What are your views 2022? I bet on Baba/Tencent, and am looking for more players (Kingdee, Wuxi AppT, …)
Maybe also xiaomi…
My plan is to do a new deep dive in small/mid-caps in Hong Kong, there is a lot of good companies that have been hammered down. NetDragon, Jinxin Fertility, EC Healthcare, Vitasoy (if it goes down another 20%) etc..
Have you taken a look at Fosun International and Legend Holdings? These two holding companies seem cheap to me and pay decent dividends.
Fosun I looked at many years ago, Legend never looked at.

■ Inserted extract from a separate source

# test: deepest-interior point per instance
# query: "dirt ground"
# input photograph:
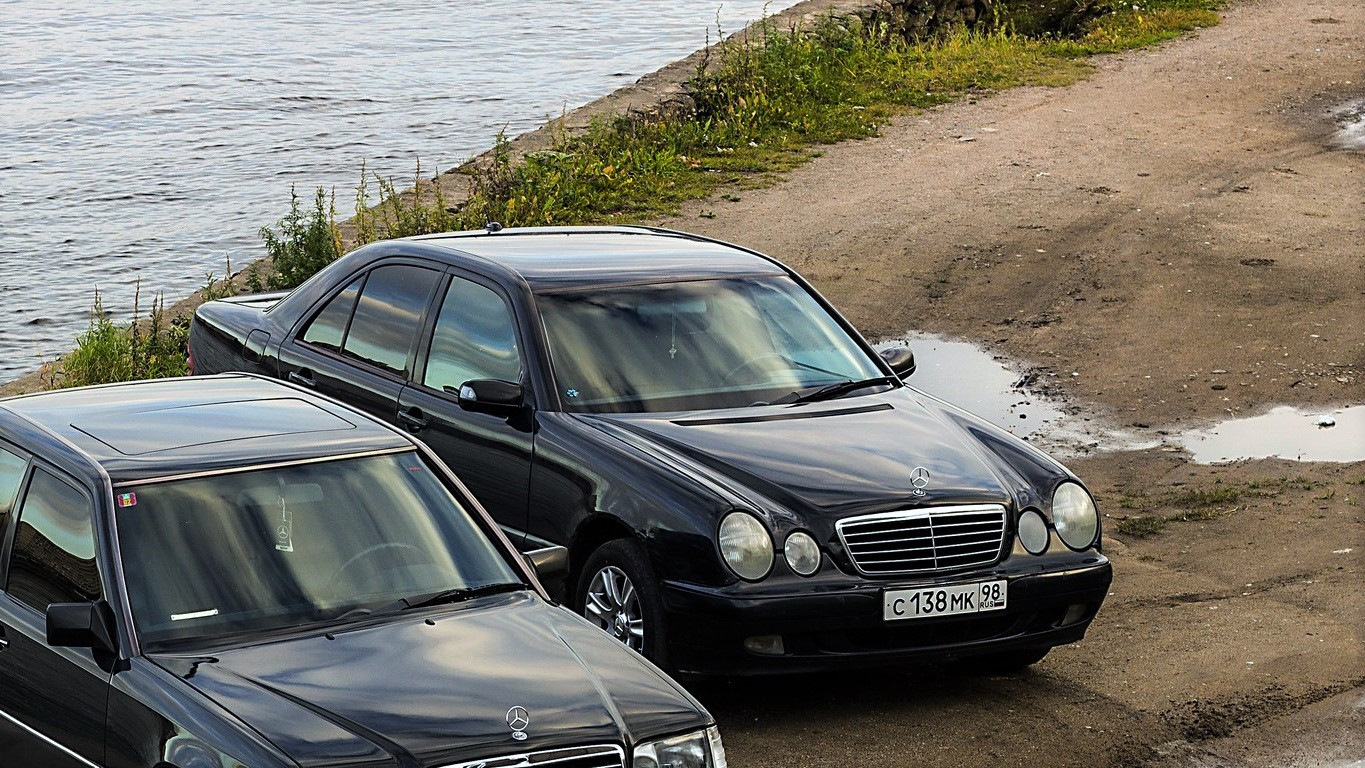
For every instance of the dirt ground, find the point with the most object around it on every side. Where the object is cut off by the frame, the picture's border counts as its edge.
(1184, 233)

Prefer simpler cases normally, it seems a lot of holding companies in HK are very cheap now
Great write up, expectations met!
It is so important to question one’s decisions, no matter of the outcome.
Looking forward to your watch performance review! I am in Oriental Watch.
thanks! Was more thinking from the perspective how crazy watch prices become, but I guess that benefits Oriental Watch also 🙂
It surely deos 😀
Hi, thanks for the post! I am a fellow bag holder on the milk train (Greatview) and waiting for it to leave the station. The news on PAX Global reminds me of Supermicro “spy chips” scare back in 2018. Happy new year!
It feels like Greatview gone into reverse for a while now. To be fair, increased commodity prices and significantly increased electricity prices in Germany probably is quite bad for Greatview short term.
Yeah a bit similar case, it feels like someone had an agenda with sending FBI on them..
Two of my reference investors went onto TENCENT (one of them via Prosus). Another famous investor also got into Prosus. Rationale they provide is very consistent, hence I will probably double down into it too.